RECENTLY, Forbes published an article naming Pakistan the fourth fastest-growing freelance market in the world, with a 47 per cent growth in freelance earnings. While this is seen by some as a glimmer of hope in the midst of serious economic uncertainty, a deeper look into the ‘gig economy’ and the nature of freelance work reveals reasons for concern.
When considering human history, we generally believe it to be a story of progress. We evolved from our ape-like ancestors to cavemen and hunter-gatherers to today’s advanced beings via the agricultural, industrial and digital revolutions. Author Jared Diamond brings this perspective into question, describing the agricultural revolution as “a catastrophe from which we have never recovered”, partly due to the evolution of work during this time.

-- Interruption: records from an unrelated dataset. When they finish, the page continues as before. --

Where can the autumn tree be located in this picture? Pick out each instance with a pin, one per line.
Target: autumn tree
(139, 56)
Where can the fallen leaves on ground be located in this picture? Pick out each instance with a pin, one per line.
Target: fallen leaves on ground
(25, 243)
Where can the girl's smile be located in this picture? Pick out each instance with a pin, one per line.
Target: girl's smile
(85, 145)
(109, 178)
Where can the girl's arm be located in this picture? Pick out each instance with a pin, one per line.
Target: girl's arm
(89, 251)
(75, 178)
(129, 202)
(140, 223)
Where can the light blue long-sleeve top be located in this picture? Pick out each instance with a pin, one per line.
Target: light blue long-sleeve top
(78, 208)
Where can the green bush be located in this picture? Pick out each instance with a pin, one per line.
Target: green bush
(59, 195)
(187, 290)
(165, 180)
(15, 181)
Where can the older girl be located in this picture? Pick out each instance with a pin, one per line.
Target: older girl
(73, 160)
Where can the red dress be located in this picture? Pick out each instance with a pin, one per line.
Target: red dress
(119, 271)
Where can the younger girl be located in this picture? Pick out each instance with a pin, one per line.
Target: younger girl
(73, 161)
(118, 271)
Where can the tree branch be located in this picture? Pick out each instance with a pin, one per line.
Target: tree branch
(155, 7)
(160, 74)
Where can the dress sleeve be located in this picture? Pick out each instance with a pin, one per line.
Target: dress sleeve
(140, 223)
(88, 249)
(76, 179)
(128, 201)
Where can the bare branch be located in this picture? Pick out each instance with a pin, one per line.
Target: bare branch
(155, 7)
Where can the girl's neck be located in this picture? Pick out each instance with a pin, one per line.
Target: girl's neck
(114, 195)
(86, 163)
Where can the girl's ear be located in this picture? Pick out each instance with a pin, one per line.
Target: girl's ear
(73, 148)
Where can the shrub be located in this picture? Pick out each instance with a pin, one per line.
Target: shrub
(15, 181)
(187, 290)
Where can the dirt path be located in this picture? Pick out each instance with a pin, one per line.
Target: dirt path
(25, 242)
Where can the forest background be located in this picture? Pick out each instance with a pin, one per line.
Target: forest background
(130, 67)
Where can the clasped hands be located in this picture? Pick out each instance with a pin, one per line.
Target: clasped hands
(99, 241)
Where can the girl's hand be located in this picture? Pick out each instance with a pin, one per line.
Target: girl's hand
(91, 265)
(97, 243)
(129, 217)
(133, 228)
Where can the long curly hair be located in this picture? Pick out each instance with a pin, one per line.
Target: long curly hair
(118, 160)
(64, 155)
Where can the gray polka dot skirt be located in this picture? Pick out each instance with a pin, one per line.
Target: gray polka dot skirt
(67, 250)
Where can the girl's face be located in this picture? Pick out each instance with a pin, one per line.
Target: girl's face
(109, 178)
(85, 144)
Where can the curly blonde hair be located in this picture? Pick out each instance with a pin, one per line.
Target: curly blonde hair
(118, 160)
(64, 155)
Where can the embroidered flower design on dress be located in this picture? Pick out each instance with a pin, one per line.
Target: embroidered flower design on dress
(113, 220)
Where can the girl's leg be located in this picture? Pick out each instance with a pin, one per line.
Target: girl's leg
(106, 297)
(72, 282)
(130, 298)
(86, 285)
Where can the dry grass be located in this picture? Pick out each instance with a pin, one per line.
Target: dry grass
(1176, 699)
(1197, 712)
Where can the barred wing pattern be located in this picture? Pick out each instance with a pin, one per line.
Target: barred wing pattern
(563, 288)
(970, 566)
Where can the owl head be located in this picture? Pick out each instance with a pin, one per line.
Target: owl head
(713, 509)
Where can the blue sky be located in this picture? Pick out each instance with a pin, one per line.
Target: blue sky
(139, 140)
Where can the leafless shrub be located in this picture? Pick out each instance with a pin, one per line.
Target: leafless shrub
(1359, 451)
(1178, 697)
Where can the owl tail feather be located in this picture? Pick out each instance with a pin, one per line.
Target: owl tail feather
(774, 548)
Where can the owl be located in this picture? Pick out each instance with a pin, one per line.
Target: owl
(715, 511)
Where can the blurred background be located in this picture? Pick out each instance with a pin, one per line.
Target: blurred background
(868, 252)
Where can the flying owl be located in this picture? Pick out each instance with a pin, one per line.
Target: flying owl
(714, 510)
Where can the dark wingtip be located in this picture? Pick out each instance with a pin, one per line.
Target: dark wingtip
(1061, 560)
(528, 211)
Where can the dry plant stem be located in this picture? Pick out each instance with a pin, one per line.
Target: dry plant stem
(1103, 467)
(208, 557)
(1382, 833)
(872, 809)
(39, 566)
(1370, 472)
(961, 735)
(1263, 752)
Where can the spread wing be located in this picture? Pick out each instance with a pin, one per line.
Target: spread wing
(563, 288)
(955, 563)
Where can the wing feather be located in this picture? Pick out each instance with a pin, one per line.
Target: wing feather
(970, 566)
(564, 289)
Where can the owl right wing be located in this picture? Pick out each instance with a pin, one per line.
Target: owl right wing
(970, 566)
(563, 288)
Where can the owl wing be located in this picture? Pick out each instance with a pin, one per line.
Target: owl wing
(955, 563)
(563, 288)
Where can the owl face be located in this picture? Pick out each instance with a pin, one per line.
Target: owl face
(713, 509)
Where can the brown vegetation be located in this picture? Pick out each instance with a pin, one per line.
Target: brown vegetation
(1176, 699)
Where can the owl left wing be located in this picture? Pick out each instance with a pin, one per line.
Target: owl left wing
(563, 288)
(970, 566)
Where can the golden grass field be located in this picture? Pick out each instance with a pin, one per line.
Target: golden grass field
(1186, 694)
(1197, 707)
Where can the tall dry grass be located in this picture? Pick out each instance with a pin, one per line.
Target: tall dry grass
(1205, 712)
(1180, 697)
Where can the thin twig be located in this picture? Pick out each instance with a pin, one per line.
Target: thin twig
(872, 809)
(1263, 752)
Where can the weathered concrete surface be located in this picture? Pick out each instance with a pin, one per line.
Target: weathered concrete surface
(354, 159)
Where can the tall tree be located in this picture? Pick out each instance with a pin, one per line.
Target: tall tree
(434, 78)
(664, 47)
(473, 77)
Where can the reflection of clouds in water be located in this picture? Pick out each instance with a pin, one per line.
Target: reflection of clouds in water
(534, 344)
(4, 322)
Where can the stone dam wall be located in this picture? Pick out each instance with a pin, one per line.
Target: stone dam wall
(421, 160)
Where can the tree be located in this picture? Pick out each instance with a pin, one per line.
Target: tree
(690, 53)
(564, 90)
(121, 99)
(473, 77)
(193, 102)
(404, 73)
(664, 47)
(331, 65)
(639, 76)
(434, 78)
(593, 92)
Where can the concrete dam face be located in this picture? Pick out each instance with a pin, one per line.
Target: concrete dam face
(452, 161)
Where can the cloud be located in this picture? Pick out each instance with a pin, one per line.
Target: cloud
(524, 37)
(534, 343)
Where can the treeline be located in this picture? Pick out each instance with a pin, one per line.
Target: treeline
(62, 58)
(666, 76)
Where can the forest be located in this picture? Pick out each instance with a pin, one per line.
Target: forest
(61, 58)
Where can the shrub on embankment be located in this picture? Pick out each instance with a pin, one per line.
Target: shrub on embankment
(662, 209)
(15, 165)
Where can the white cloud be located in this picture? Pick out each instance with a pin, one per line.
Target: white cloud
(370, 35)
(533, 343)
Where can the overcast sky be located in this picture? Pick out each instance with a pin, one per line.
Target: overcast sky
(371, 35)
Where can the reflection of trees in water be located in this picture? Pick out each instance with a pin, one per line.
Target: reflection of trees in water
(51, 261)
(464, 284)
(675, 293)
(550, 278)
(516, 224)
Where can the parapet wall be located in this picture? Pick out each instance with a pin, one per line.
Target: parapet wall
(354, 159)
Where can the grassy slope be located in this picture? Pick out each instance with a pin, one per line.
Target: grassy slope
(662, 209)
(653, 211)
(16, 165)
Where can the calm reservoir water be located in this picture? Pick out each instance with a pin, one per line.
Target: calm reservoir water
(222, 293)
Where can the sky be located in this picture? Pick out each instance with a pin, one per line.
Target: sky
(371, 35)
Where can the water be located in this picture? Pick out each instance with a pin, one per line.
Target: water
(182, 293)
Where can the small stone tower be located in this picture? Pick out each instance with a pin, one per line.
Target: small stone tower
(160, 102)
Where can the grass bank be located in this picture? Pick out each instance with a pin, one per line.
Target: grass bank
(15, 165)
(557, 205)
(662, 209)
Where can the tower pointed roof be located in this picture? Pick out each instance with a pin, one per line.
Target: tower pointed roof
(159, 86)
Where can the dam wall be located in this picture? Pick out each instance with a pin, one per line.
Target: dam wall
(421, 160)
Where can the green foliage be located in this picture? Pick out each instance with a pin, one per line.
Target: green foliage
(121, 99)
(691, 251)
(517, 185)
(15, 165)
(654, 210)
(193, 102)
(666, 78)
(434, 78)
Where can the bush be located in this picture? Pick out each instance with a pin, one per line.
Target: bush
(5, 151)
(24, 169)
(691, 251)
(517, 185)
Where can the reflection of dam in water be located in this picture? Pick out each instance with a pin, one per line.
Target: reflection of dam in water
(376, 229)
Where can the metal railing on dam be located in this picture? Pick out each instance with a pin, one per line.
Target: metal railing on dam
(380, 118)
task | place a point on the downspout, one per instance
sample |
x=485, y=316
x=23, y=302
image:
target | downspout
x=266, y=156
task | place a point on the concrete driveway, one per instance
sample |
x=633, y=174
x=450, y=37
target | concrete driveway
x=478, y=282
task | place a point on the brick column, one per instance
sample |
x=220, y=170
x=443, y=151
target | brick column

Our hunter-gatherer ancestors spent a few hours each day hunting and foraging and had plenty of leisure time. Then came the agricultural revolution, offering a life of back-breaking labour from sunrise till sundown. Contrary to the belief that it allowed free time for pursuits such as art and philosophy, it increased working hours for most.
The ‘future’ of jobs comes with many costs.
It is possible that this great mistake in our evolution was not an anomaly. The industrial revolution worsened conditions for many workers, and examining how work has evolved in the digital age reaffirms the idea that progress does not always improve lives. The changing nature of work is emblematic of how the dividends from technological progress have not been distributed equally.
The development of artificial intelligence has given rise to a growing panic around unemployment. The WEF’s The Future of Jobs Report predicts that, by 2022, 54pc of all employees will require significant re-skilling as they will no longer possess the skills employers demand.
As workers lose their jobs, technology capitalists amass more wealth, not least through the gig economy — a system where companies rely on independent contractors and freelancers, rather than on permanent staff. The development of digital technology has enabled the expansion of gig work into new industries, including services such as ride-hailing and food delivery, as well as companies that outsource tasks such as programming.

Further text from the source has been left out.